È il 1980 quando, saltellando come un folletto, Francesco Magni (da Capriano di Briosco, classe 1949) zompetta fuori dagli schermi del festival di Sanremo con l’apparentemente scanzonata Voglio l’erba voglio, vincendo il Premio della Critica.
La sua avventura musicale inizia negli anni ’70. La grinta poetica delle prime composizioni in dialetto cattura l’attenzione di Nanni Svampa, che le incide e le pubblica per la Durium (Al dì d’incoeu - 1977).
Il caso gli fa incontrare in treno Moni Ovadia, talent scout e leader del “Gruppo Folk Internazionale”. Scocca la scintilla e Ovadia produce per l’Ariston Il Paese dei bugiardi (1978) e Cocò (1980), avvalendosi della collaborazione di formidabili musicisti, quali Franco Parravicini, Mario Arcari, Piero Milesi, Gerardo Cardinale, Vincenzo Zitello e Roberto Mazza.
E con il contributo vocale di Antonella Ruggiero e Alberto Fortis.
Nel frattempo Magni insegna musica di base nelle scuole elementari; realizza poi il singolo Dracula-Canzone d’amore (1981) e Magnetico Tic (1983).
Segue un periodo di viaggi, di riflessioni e lavoro manuale per il restauro di una vecchia cascina a Capriano, in Brianza. Il Nada Yoga, la via del suono, lo avvicina alla musica indiana. Canta nel tempio di Shirdi Baba in India e incide Sai Mama (con Daniele Caldarini e Roberto Colombo). Il cd sarà in seguito stampato anche in lingua inglese (Sai Mother).
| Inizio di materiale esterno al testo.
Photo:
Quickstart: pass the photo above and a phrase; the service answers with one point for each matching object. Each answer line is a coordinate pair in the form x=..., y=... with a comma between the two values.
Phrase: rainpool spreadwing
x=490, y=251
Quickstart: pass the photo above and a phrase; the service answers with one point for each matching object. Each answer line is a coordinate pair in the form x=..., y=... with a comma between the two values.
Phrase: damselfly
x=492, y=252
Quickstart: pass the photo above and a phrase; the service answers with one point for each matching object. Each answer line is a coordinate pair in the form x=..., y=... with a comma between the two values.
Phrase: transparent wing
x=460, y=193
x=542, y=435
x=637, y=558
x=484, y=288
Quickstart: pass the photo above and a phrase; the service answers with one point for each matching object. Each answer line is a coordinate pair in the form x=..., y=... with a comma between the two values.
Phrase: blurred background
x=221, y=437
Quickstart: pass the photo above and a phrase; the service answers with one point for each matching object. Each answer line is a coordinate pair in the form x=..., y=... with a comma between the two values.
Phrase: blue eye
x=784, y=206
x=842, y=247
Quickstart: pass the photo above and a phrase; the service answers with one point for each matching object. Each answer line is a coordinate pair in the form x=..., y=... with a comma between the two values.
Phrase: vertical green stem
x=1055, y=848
Risfoderando il dialetto, vince a Torino con Lambrada (1990) il Premio “Chico Mendes” per la canzone ecologica. Collabora coi “Matia Bazar” e riesce a farsi produrreAmami di meno amati di più (1995) da Roberto Colombo.
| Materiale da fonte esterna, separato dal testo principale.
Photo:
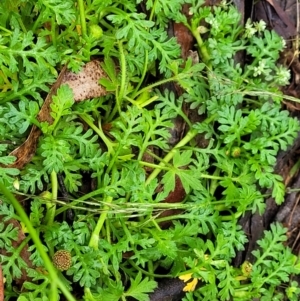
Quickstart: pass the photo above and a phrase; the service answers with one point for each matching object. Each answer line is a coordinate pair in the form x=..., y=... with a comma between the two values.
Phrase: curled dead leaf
x=85, y=85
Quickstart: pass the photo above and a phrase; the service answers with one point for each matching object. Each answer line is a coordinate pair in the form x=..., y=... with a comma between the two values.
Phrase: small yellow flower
x=186, y=277
x=190, y=286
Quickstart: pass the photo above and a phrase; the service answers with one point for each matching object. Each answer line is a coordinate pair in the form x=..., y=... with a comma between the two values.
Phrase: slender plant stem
x=82, y=17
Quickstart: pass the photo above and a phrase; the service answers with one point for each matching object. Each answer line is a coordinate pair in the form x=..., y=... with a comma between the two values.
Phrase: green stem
x=123, y=76
x=94, y=241
x=39, y=246
x=202, y=48
x=188, y=137
x=82, y=17
x=99, y=132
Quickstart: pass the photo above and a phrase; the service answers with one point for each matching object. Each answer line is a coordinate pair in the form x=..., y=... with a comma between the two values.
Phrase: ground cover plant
x=92, y=220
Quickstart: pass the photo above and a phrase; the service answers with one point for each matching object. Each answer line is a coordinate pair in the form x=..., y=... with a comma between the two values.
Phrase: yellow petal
x=186, y=277
x=190, y=287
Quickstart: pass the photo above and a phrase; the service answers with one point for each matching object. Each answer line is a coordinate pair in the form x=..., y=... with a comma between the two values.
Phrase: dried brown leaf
x=84, y=85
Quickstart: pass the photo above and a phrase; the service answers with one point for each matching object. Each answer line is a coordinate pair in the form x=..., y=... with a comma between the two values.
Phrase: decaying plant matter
x=103, y=172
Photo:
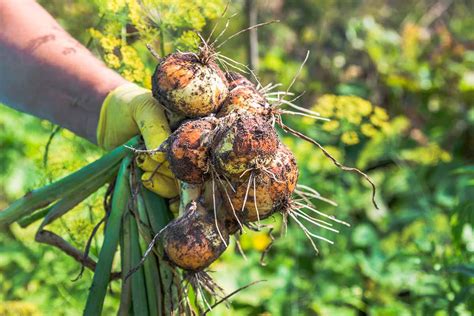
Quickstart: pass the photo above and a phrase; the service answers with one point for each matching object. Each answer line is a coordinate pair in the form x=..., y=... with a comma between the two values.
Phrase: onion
x=187, y=150
x=188, y=84
x=234, y=79
x=243, y=97
x=243, y=142
x=269, y=192
x=193, y=242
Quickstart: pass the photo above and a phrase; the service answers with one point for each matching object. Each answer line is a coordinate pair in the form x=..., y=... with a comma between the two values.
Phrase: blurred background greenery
x=396, y=77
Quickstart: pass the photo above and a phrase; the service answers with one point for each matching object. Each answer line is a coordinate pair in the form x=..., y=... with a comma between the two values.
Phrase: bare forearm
x=45, y=72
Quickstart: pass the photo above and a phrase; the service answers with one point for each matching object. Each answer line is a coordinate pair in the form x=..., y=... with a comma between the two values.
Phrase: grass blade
x=77, y=196
x=139, y=295
x=120, y=199
x=44, y=196
x=152, y=275
x=125, y=256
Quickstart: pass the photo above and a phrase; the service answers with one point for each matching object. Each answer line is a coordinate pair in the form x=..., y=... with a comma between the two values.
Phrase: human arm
x=47, y=73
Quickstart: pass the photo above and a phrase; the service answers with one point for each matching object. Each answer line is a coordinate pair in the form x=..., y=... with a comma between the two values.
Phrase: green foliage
x=396, y=81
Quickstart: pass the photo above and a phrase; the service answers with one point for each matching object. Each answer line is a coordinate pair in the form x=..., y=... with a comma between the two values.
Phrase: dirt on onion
x=187, y=150
x=193, y=241
x=243, y=142
x=266, y=191
x=189, y=84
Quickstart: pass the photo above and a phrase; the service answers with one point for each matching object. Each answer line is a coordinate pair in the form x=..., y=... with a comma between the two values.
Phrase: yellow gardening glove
x=130, y=110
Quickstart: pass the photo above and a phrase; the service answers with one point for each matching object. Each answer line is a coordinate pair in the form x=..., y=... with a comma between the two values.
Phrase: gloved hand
x=130, y=110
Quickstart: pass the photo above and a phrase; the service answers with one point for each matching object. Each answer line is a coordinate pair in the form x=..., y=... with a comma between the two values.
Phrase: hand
x=130, y=110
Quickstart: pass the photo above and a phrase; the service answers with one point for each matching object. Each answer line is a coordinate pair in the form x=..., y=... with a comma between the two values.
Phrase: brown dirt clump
x=243, y=142
x=182, y=82
x=187, y=150
x=192, y=241
x=273, y=188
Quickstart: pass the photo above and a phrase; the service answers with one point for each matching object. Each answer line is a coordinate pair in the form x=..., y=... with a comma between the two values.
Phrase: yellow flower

Dopo una lunga pausa Magni, fischiettando, chitarra e armonica, affiancato dalle puntuali chitarre dell’amico Franco Parravicini e da quattro giovani fiati, con Scigula (2004) torna a riproporre i suoni della Brianza.
Seguono, sempre in dialetto, Balada del balabiott (2008) e il “manzoniano” Renzo e Luzia (2012).
Del resto, dice Francesco:
La parlada l’è la mama,
la scritura l’è la zia,
el rest domandel a la sciura Maria.

www.francescomagni.com



Dalla Michelina alla Mescalina
Gli straordinarissimi viaggi di un cantautore brianzolo

Dopo aver letto il libro e prima di accingermi a scrivere queste poche righe di accompagnamento, mi sono trovato di fronte ad un dilemma. Ma… trattasi di una biografia o di un diario di viaggio? Di storia o di geografia? Di tempo o di luogo? O, per dirla alla Magni, di fuori tempo e fuori luogo…
Come Saturnino Farandola nei suoi “straordinarissimi viaggi” (andatevelo a cercare in internet!), Camillin/Franz/Francesco attraversa leggero la gravità del mondo, nell’eterna rincorsa dell’attimo fuggente. Fredddie Del Curatolo - splendida la sua prefazione! - ha definito Francesco Magni “un Gohu bianco”. Per me è lo “spiritell cuntent che insci el cantava”, (Scigula, 2004 ) cogliendo dove capita umanità e bellezza. Come le papaye a Jebel Murra...
Sballottato tra la Michelina e la Mescalina, tra De Andrè e Craxi, tra la cascina Molera e il tempio di Sai Baba, tra le BR e i Pooh, tra Rostagno e Vasco, il povero lettore non sa più che pesci pigliare. Certo non quelli del Lambro. "Lambro in technicolor, thrilling infinito. Spettro delle mie brame, sei il più schifoso del reame. Lambradì…Lambradà…Lambrada…" (Premio Chico Mendes a Torino nel 1990).
E, comunque, se non pigliate pesci, sappiate che l’insalata è sempre là. Come l'erba voglio. Nell’orto.